KUWAIT CITY, July 30: The government is preparing a study on the privatization of cooperative societies after which the study will be referred to the National Assembly in the coming parliamentary session, reports Al-Shahed daily quoting informed sources.
They explained that the study includes a schedule for gradual privatization of cooperative societies. Kuwait Investment Authority will be in charge of supervising and managing the cooperative societies as part of the economic reform document adopted by the State for dealing with the decline in the oil prices.
The cooperative sector witnessed many defects which badly affected the entire sector as well as many lawsuits filed against them and many cases referred to the Public Prosecution.
The sources indicated that the violations of the cooperative sector are increasing.
They said the government is aware that the study will face a strong parliamentary opposition, but it will support the study and will take necessary steps for approving the study.
The sources stressed that it is not logic for the oil sectors, public hospitals, Kuwait International Airport, post office and the electricity plants to be offered for privatization while the cooperative societies are not, even though they represent the largest trade outlets in Kuwait with profits of more than KD 1 billion.

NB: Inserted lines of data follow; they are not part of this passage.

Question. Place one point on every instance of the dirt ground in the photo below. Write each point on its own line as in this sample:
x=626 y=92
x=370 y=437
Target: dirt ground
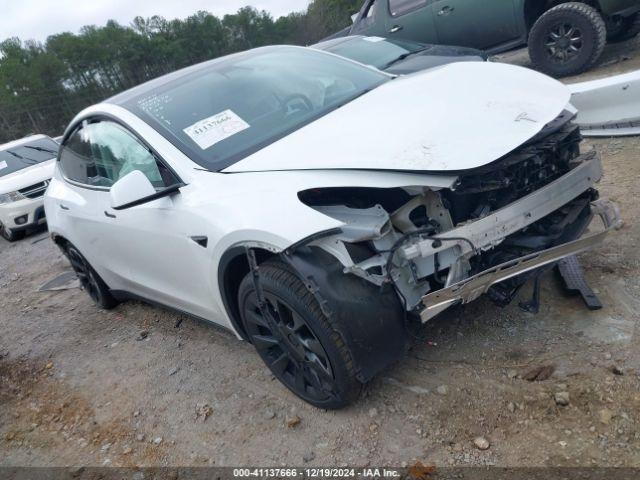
x=79 y=386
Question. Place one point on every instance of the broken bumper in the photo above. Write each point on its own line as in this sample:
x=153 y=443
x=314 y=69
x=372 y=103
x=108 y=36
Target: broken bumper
x=471 y=288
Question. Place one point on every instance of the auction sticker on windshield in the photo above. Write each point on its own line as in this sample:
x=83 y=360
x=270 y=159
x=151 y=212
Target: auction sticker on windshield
x=216 y=128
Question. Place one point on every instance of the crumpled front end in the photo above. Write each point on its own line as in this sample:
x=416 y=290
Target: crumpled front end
x=438 y=247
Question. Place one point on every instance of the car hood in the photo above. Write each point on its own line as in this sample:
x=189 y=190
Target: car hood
x=451 y=118
x=27 y=176
x=435 y=56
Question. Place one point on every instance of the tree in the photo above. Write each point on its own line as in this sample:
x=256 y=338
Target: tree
x=43 y=85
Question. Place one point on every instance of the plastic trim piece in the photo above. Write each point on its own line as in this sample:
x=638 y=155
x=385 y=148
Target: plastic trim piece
x=471 y=288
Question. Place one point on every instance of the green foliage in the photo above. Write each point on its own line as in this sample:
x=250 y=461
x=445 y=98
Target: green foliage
x=43 y=85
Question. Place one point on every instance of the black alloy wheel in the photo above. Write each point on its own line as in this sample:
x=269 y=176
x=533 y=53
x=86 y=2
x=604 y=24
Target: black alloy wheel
x=289 y=347
x=89 y=279
x=567 y=39
x=295 y=340
x=564 y=42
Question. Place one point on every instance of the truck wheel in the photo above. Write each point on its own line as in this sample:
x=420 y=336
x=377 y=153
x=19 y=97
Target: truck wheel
x=567 y=40
x=623 y=29
x=90 y=281
x=11 y=235
x=298 y=343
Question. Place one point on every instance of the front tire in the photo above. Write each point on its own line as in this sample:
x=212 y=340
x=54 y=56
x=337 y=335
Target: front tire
x=11 y=235
x=297 y=342
x=89 y=279
x=567 y=39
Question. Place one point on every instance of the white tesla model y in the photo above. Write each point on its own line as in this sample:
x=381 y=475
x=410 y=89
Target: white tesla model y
x=314 y=206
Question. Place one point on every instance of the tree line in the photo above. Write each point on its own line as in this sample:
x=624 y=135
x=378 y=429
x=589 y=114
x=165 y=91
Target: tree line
x=44 y=84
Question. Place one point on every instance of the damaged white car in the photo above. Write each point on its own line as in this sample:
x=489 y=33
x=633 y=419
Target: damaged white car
x=314 y=206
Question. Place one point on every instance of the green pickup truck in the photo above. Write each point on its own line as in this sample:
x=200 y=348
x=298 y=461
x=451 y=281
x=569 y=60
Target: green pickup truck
x=564 y=38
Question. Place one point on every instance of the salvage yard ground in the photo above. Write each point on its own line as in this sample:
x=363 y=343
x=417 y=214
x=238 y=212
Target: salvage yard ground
x=80 y=386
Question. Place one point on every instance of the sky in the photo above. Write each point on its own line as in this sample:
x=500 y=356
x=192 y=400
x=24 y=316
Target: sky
x=37 y=19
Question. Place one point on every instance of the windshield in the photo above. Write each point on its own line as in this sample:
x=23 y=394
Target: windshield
x=26 y=155
x=227 y=109
x=376 y=51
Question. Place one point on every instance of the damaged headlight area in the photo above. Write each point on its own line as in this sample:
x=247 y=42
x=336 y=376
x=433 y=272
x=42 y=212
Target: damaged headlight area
x=518 y=214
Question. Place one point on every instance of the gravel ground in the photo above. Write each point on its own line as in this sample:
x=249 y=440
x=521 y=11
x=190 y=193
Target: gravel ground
x=128 y=387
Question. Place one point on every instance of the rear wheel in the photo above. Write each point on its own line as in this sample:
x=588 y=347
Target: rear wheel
x=567 y=39
x=89 y=279
x=11 y=235
x=296 y=340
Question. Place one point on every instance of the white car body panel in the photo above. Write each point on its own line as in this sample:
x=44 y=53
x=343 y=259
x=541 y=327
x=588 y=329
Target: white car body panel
x=126 y=254
x=147 y=250
x=497 y=108
x=609 y=106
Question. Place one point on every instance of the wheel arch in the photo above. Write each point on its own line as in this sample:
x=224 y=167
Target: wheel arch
x=232 y=269
x=534 y=9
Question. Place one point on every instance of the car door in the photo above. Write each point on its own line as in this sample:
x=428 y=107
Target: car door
x=411 y=20
x=151 y=249
x=474 y=23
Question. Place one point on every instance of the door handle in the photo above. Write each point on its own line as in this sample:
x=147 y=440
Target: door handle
x=446 y=10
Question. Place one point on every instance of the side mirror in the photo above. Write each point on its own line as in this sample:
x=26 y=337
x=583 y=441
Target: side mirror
x=135 y=189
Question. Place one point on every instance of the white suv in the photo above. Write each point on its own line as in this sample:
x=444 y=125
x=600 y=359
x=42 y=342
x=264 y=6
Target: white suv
x=26 y=168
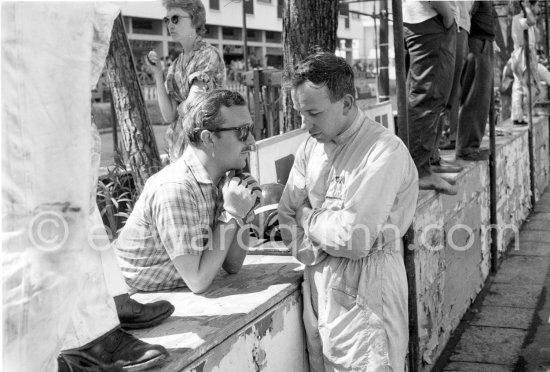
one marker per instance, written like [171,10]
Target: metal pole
[493,180]
[376,47]
[383,77]
[546,28]
[245,53]
[415,360]
[527,51]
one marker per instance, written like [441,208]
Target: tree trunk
[137,133]
[306,24]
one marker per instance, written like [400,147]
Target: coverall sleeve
[294,196]
[371,192]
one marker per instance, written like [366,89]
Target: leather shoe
[72,363]
[134,315]
[120,348]
[477,155]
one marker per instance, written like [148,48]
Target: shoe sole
[150,323]
[145,365]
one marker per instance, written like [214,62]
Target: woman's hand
[153,63]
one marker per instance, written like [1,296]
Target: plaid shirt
[174,216]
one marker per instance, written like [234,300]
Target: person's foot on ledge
[118,347]
[447,145]
[134,315]
[444,166]
[477,155]
[434,182]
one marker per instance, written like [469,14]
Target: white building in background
[224,18]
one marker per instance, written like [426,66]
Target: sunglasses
[242,131]
[174,19]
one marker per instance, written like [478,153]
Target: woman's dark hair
[325,69]
[196,10]
[203,111]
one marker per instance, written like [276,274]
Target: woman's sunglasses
[242,131]
[174,19]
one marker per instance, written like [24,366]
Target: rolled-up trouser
[49,269]
[356,314]
[454,97]
[476,96]
[432,51]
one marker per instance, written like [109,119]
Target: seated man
[184,226]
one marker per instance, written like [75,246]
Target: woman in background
[199,67]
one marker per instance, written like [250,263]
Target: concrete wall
[274,342]
[452,237]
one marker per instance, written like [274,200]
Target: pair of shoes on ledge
[134,315]
[437,183]
[480,154]
[116,350]
[447,145]
[444,166]
[520,122]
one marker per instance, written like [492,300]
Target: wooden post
[415,358]
[383,75]
[137,133]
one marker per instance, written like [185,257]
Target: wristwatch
[226,217]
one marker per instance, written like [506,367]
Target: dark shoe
[444,166]
[434,182]
[477,155]
[120,348]
[134,315]
[71,363]
[447,145]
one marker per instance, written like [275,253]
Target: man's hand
[240,196]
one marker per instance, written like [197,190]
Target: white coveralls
[54,290]
[363,189]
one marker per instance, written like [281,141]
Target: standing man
[350,197]
[183,228]
[430,38]
[477,84]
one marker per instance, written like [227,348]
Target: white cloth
[519,24]
[363,189]
[52,278]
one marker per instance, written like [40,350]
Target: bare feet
[435,182]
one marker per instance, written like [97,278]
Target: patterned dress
[204,64]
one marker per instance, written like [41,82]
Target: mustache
[249,148]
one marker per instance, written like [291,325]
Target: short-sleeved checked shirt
[174,216]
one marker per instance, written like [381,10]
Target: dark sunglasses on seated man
[242,131]
[175,19]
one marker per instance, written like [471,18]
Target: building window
[249,6]
[273,37]
[146,26]
[215,4]
[231,33]
[253,35]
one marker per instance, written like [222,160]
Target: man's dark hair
[203,111]
[326,69]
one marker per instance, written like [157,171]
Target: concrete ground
[507,327]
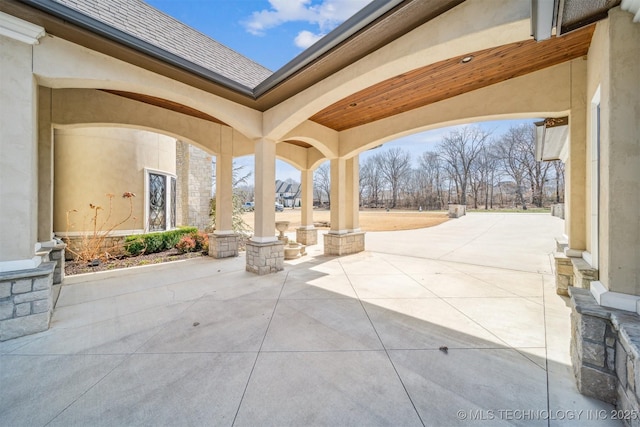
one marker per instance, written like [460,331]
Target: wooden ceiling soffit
[404,18]
[298,143]
[166,104]
[452,77]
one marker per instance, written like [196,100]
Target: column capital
[20,30]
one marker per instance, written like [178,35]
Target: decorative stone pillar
[265,258]
[457,211]
[307,233]
[342,239]
[265,253]
[26,301]
[223,243]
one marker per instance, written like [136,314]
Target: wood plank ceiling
[452,77]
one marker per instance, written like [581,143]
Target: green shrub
[193,242]
[155,242]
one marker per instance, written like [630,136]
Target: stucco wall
[614,60]
[92,162]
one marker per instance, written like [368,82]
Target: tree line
[467,167]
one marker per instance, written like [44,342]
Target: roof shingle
[142,21]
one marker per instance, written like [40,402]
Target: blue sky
[273,32]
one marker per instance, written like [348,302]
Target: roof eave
[83,21]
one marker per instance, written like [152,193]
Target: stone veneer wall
[223,246]
[343,244]
[265,258]
[194,185]
[457,211]
[26,301]
[605,353]
[307,236]
[564,273]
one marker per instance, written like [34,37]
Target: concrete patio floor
[334,341]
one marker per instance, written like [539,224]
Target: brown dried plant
[91,246]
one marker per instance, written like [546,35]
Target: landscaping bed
[77,267]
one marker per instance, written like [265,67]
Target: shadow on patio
[356,340]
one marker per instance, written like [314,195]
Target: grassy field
[370,220]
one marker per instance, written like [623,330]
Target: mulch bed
[75,267]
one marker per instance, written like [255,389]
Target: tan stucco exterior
[92,162]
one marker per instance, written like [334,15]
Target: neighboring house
[394,69]
[288,193]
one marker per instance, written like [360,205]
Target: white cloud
[304,39]
[326,15]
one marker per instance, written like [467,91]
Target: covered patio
[457,324]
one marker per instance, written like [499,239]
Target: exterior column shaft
[338,197]
[265,215]
[353,194]
[306,178]
[577,164]
[45,166]
[224,192]
[18,158]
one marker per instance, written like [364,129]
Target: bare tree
[558,167]
[322,182]
[371,180]
[394,165]
[430,165]
[514,154]
[459,150]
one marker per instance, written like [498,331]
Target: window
[160,201]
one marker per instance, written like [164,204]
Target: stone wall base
[583,273]
[307,236]
[57,254]
[605,351]
[343,244]
[265,258]
[223,246]
[457,211]
[26,301]
[564,273]
[557,209]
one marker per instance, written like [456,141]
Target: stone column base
[265,258]
[605,351]
[343,244]
[307,236]
[583,273]
[26,301]
[57,254]
[564,273]
[457,211]
[223,245]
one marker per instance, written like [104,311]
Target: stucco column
[45,166]
[18,157]
[265,253]
[343,239]
[620,157]
[224,190]
[265,191]
[338,196]
[576,166]
[306,192]
[353,194]
[306,233]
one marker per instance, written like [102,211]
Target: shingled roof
[152,26]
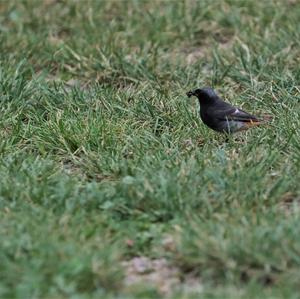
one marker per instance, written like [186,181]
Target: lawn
[111,186]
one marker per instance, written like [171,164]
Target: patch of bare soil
[158,274]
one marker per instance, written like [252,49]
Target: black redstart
[221,116]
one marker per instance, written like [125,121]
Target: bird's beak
[190,93]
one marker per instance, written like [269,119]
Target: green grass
[99,145]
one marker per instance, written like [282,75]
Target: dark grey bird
[221,116]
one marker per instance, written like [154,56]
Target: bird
[221,116]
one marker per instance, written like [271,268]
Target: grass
[103,157]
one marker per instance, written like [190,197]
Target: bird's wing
[235,114]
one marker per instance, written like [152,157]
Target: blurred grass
[99,145]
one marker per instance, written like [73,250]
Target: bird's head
[205,95]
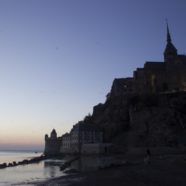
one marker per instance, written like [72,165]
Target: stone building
[52,144]
[65,143]
[84,134]
[80,134]
[156,77]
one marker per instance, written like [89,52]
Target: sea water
[27,174]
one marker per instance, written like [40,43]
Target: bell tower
[170,51]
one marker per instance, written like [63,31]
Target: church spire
[168,35]
[170,51]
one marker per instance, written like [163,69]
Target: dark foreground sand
[161,171]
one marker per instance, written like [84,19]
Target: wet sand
[161,171]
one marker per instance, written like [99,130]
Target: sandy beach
[166,170]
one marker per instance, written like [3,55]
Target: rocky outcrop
[143,120]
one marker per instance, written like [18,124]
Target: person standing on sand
[147,158]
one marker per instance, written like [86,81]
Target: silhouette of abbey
[156,77]
[164,77]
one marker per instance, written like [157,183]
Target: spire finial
[168,33]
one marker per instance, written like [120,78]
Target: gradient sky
[58,58]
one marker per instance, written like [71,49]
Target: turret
[170,52]
[53,134]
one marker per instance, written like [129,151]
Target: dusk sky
[58,58]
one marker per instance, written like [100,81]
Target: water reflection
[52,168]
[89,163]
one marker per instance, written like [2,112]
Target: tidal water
[27,174]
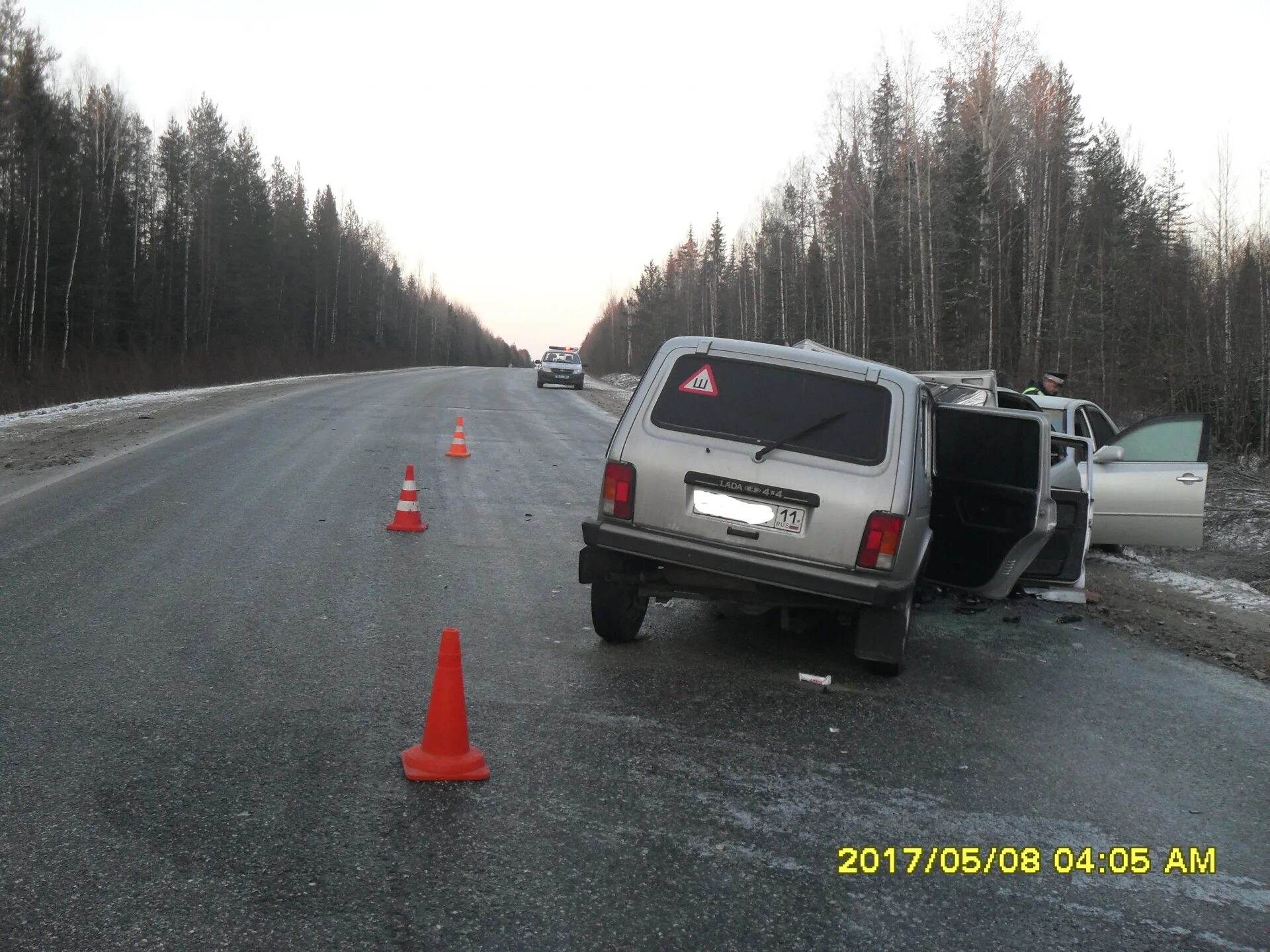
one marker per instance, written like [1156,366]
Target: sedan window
[1165,441]
[1100,427]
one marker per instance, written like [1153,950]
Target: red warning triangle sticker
[701,382]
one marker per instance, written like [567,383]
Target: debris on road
[1071,596]
[822,680]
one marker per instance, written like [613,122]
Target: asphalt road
[212,654]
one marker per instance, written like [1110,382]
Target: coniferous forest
[136,259]
[974,218]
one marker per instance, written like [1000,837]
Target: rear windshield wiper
[799,434]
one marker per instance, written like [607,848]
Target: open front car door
[991,507]
[1151,484]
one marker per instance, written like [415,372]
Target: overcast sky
[535,157]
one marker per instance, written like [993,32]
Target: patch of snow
[85,408]
[624,381]
[1223,592]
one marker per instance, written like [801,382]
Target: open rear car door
[991,507]
[1152,481]
[1062,560]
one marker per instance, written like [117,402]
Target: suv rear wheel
[882,637]
[618,610]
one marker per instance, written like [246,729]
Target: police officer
[1050,385]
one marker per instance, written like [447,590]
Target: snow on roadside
[1231,593]
[85,408]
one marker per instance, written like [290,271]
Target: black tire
[618,610]
[882,637]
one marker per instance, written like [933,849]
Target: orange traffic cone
[459,444]
[444,752]
[408,518]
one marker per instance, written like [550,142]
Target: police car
[563,366]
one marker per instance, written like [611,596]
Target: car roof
[1057,403]
[806,352]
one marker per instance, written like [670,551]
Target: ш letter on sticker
[701,382]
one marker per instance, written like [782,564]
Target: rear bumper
[603,537]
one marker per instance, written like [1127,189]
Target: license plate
[767,516]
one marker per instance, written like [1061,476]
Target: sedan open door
[991,506]
[1151,484]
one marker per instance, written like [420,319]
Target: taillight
[620,491]
[880,542]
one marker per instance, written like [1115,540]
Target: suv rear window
[761,403]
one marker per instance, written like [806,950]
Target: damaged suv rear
[800,477]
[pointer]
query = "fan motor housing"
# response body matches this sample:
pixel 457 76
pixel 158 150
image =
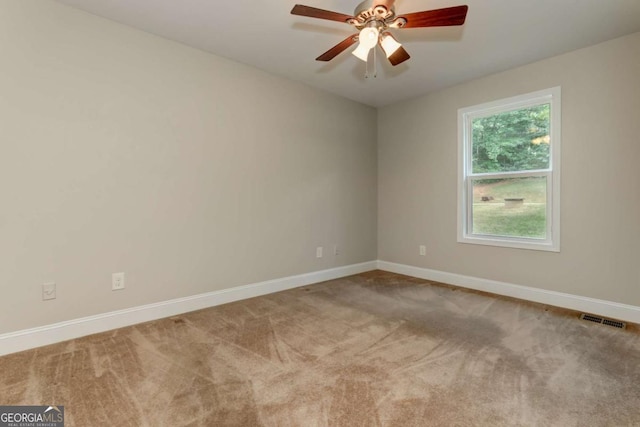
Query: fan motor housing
pixel 379 10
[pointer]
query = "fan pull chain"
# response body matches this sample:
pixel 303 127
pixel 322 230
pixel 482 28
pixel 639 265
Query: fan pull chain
pixel 372 69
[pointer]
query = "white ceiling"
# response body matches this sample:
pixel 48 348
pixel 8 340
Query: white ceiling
pixel 498 35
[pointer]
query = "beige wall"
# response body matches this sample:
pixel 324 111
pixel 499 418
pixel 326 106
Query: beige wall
pixel 121 151
pixel 600 231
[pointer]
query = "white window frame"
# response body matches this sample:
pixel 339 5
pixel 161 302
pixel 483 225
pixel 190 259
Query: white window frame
pixel 465 191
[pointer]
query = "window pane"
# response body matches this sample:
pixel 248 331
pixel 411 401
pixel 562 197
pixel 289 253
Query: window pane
pixel 515 140
pixel 510 207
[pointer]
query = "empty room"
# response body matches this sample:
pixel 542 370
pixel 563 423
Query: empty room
pixel 386 213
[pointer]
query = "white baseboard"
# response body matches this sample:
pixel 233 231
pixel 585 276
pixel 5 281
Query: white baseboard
pixel 44 335
pixel 625 312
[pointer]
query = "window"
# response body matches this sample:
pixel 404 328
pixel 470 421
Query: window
pixel 509 172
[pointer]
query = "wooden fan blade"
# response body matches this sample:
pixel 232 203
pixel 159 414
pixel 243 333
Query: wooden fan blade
pixel 313 12
pixel 436 18
pixel 337 49
pixel 399 56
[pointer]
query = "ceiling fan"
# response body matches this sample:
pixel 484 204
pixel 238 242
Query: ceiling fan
pixel 373 19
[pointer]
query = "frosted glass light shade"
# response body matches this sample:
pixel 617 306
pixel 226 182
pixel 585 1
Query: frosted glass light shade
pixel 368 39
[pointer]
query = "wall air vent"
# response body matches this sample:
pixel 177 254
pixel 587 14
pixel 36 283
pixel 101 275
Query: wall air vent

Meanwhile, the Negative Phenomena Committee has allowed restaurants, big cafes and hotels to hold parties in accordance with the standards and controls set by the concerned authorities relating to observance of public morality, reports Al-Shahed daily.
The committee’s approval was included in a report submitted to the National Assembly concerning the phenomena of illegal cabins provided by some restaurants and cafes, and loud parties being organized.
To tackle this issue, the committee approved the allocation of places for families and women in restaurants and cafes, provided these places are used in consideration of the religious and moral values.
The committee has ordered restaurants and cafes to schedule the parties in such a manner that they do not extend beyond midnight, as well as restricted licenses for female workers in cafes.